Last year I invited readers to share their thoughts for a January 1, 2008 post entitled “What Did You Learn in 2007?”
Many people responded, and I’m doing it again this year.
Feel free to write one-to-three things you feel you’ve learned this year in the comments section of this post. I’m not going to give a specific restriction on their length, but please try to keep them short. Please submit them by December 28th. I’ll leave them in moderation until I include them in a January 1st post.
Also, please include a short sentence you’d like me to use to describe you.
I learned more about Web 2.0 tools, how to put together a more interesting blog, and lastly I joined Twitter which has changed the way I view my computer entirely.

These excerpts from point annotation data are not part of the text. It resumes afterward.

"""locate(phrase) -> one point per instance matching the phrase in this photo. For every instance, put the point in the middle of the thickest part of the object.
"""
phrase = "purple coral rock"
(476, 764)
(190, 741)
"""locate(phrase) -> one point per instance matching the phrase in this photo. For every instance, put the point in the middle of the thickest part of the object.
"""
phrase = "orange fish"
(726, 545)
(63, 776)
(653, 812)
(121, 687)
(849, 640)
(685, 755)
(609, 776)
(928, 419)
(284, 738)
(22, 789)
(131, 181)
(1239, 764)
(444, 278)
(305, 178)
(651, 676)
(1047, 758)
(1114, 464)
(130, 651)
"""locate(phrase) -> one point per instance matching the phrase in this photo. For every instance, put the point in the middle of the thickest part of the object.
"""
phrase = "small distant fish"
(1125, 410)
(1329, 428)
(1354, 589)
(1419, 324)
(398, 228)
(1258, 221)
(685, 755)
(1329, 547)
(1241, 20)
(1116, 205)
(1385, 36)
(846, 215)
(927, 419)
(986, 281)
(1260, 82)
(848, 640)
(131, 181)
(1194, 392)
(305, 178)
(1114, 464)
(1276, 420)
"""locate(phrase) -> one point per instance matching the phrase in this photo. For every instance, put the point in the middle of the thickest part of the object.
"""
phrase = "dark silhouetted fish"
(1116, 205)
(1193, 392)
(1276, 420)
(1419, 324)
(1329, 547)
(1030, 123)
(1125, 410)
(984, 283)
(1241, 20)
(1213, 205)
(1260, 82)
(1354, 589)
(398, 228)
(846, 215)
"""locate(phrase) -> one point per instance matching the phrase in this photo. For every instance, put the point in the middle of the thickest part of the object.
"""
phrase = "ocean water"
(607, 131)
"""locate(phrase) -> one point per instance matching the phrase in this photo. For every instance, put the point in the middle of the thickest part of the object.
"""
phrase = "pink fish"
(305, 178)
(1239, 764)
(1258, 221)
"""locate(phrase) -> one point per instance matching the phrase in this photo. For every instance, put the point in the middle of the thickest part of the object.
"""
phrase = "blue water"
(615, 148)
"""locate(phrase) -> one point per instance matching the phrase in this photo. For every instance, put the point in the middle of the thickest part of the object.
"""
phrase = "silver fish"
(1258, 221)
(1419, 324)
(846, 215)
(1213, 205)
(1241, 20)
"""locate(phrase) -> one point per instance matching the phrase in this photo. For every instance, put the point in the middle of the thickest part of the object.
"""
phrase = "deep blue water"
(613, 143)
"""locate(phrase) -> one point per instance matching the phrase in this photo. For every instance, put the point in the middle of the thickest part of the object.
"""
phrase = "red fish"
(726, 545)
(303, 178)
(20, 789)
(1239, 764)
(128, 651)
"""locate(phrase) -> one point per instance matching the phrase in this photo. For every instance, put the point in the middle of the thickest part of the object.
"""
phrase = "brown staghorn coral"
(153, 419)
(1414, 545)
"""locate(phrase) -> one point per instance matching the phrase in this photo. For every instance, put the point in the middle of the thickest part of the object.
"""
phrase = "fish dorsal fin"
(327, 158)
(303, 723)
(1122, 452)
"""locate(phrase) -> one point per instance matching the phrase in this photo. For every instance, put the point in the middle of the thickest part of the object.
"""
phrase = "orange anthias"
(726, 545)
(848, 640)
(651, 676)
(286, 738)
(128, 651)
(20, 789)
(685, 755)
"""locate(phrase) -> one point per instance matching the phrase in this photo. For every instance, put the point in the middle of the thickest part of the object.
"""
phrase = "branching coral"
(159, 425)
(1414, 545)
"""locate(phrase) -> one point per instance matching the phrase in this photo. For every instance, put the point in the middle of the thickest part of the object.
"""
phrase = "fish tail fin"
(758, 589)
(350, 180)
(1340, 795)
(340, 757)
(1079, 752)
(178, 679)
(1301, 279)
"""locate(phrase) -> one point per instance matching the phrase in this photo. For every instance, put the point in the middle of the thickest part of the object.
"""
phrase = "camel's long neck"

And replying to my own post, I’d like to let you know that I am a kindergarten teacher from Southampton, Massachusetts, USA. http://poulingail.edublogs.org
I created my first version of an edublogs site just over a year ago and all the new learning this year is making it really shape up. I am more motivated than ever about my job and love to present our learning using the new tools. You asked what I learned this year, well how about this week? Through twitter links and reader feeds like this one, I can now use http://emoticarolers.com/ Emoticarolers from you Larry, http://www.imeem.com/ which I got through another connection(?) and brought me some video clips for a family event I’m planning, and I even created a new google doc, something I’d been slow to grab onto. So often one link brings me to another, and then another, from one connection to a new one. Every turn brings new learning opportunities and ideas. There is so much more to learn and enjoy and I’m always spreading the word about it. You provide a prodigious amount of material to read but I’m getting better at selecting the ones I need to focus on. Have a wonderful holiday season Larry.
I learned:
Twitter is an invaluable networking tool, full of great resources and connections. I had thought it to be little more than a distraction, but it has proved me wrong.
I decided that I needed to pull back from my online explorations in order to keep my focus on my family, which has meant a bit less writing. The balance is what is important.
After a strike of inspiration this summer, I found that not only could I create my own webcomic, but I could get it published twice a week at the large regional newspaper as a way to use humor to talk about education and technology. (http://sites.google.com/site/booleansquared/)
Who I am: I teach sixth grade in Southampton, Massachusetts, and I am the technology liaison with the Western Massachusetts Writing Project. I’m interested in technology as a way to engage my students in publishing, collaboration and connecting with the world.